A few weeks each summer, bacteria that consume rotting algae lend a swampy taste to treated lake water. Rare bacteria outbreaks have fouled the lakes and made people sick, though advanced treatment systems have proven largely effective.


The dire consequences from the carp's arrival may serve another purpose: publicizing the global issue of invasive species that cost hundreds of billions of dollars to fight.


Public outrage that followed the Cuyahoga River catching fire in Cleveland in 1969 spurred passage of the Clean Water Act.


Many ecologists have concluded the Great Lakes and Mississippi River watersheds need to be separated permanently.


The temporary electric barrier -- a $9 million replacement is under construction -- guards a man-made channel that at the turn of the last century was dug to link the lakes and the Mississippi and to reverse the flow of the Chicago River, sending Chicago's sewage inland instead of out into the lake where it fouled the city's water supply.


"The electric barrier is crude but it's the best thing we have now," said ecologist David Lodge of Notre Dame University. "The irony is the barrier was first proposed to keep round gobies (another fish invader in the Great Lakes) from colonizing the Mississippi River watershed, but by the time the barrier was built they had already passed it.
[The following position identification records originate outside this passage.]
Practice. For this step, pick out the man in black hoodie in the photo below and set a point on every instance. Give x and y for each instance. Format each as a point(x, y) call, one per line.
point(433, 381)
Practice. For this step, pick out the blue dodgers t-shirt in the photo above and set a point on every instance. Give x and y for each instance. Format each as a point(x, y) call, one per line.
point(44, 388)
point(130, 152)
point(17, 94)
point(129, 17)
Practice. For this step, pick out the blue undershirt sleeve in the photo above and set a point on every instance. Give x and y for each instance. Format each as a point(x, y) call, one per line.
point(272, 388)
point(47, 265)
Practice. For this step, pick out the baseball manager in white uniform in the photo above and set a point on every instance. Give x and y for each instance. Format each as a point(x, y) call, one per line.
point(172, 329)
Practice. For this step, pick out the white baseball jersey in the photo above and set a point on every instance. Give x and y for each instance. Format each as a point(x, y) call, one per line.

Now the motivation is to keep the carp from coming from the other direction."


Because many harmful invaders, though not the carp, arrived in ballast water dumped in Great Lakes ports by ocean vessels, one audacious proposal is to bar ocean vessels from the lakes.


But such a drastic approach has drawn howls of protest from shipping interests, who instead are pursuing a foolproof method of killing the creatures that hitchhike in ballast water.


International cargo, which is mostly imported steel and exported grain, carried by ocean-going vessels represents one-quarter of the 200 million tonnes shipped on the Great Lakes yearly, but as much as two-thirds of its value.


A new species arrives in the lakes about every nine months. A few are introduced by fisherman dumping bait or aquarium owners setting animals loose. Illinois enacted a ban on transporting live carp out of fear of a Buddhist tradition that calls for setting one fish free for each one eaten.


Lake watchers had a scare in 2004 when a Chicago fisherman caught a Northern snakehead, but no other examples have turned up of the voracious fish that can wriggle across land.